But you are laying on your side for it, quite civilized, or at least as much so as it can be with somebody fixin to look up you butt...sigh...Angie in Texas, US


----------



## 16127 (Aug 27, 2006)

thanks for sharing!! great story. I know what you mean about jello and broth. the one piece of advice I always add for folks facing a colonoscopy is not to let yourself get pushed around regarding the prep. If you tend toward diarrehea you don't need a harsh prep. There are more gentle ones and no matter what one you do, you can stop when you're "running clear". I ended up only taking about half of the stuff prescribed and my prep was just fine for the procedure.


----------



## 20749 (Apr 22, 2007)

Another problem I worried about a lot is aftereffects of the prep. Apparently some folks have D on and off for up to a week after the procedure.I have an extremely volatile "D" type gut, but there were no aftereffects for me, other than actually two whole days without pain since there was nothing in my lower intestine (two days! What a trip!)







Like "Hey," I only took half the prep and did just fine. In fact, I had no pain with the prep either before or after.So some folks I guess have a harder time, but everybody I know personally including myself (whom I know vaguely) found the prep to be painless and troublefree.As my PCP said, just don't plan to go out that night.





















Angie in Texas, US


----------



## Connor_uk (May 9, 2007)

I'm a bit confused about this, I had a colonoscopy but it wasnt much like the experiences ive seen on here? i went to my GP to find out about what the next step was (reguarding my IBS) and he sent me for blood tests (wheat/gluten allergy) and a colonoscopy. For the colonoscopy i had to go to hospital where i was talked thru the procedure and then asked to drop my trousers and pants to my ankles and sit on the bed trolly, then they asked me to lay on my side and draw my knees to my chest.

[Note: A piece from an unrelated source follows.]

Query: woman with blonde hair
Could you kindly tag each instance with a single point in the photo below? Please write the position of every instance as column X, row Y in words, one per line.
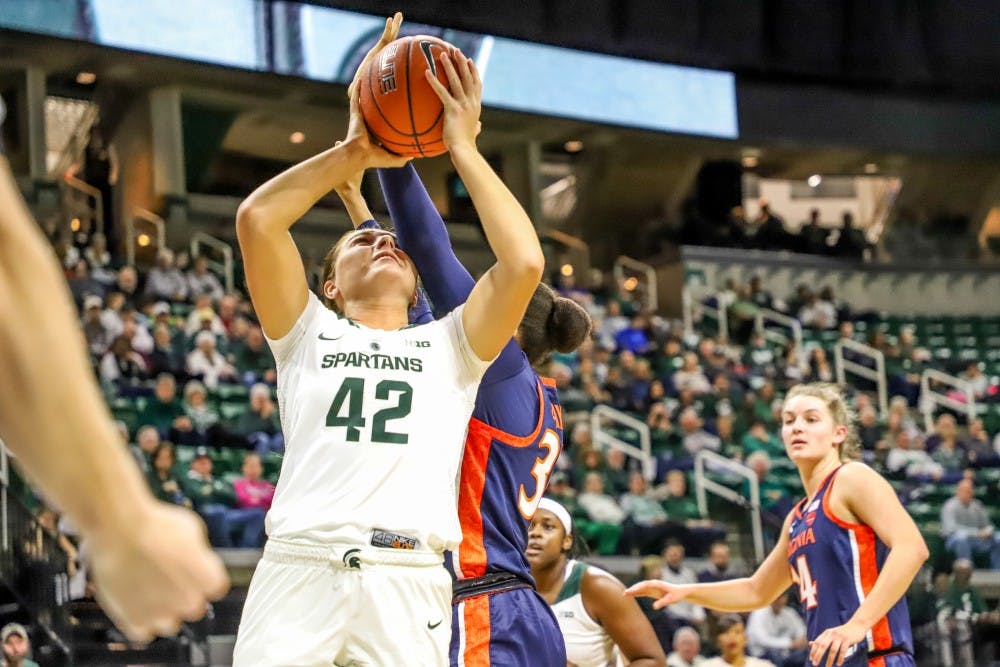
column 849, row 545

They popped the tube up, had a look around and that was it, no drugs, no prep just a nurse a tube and a lot of lube lol I laugh about it now, but it was one of the worst moments i ever remember having at the time, but one of those things ya just gotta do i guess! The whole thing took maybe 15-20 minutes and was worth it to set my mind at rest.


----------



## 16127 (Aug 27, 2006)

connor - it sounds like you had a sigmoidoscopy. it's a similar procedure but only takes a look at the very end of the intestinal track. it is sometimes done right in the doctors office and i don't think it requires much if any prep. the problem is it only looks at a small part of the intentinal track. to properly diagnose (or rule out) an IBD the docs must see the entire length of the bowels. for that you need a colonoscopy, and for that you need a more extensive prep.


----------



## 20749 (Apr 22, 2007)

Connor_uk said:


> For the colonoscopy i had to go to hospital where i was talked thru the procedure and then asked to drop my trousers and pants to my ankles and sit on the bed trolly, then they asked me to lay on my side and draw my knees to my chest. They popped the tube up, had a look around and that was it, no drugs, no prep just a nurse a tube and a lot of lube lol I laugh about it now, but it was one of the worst moments i ever remember having at the time, but one of those things ya just gotta do i guess! The whole thing took maybe 15-20 minutes and was worth it to set my mind at rest.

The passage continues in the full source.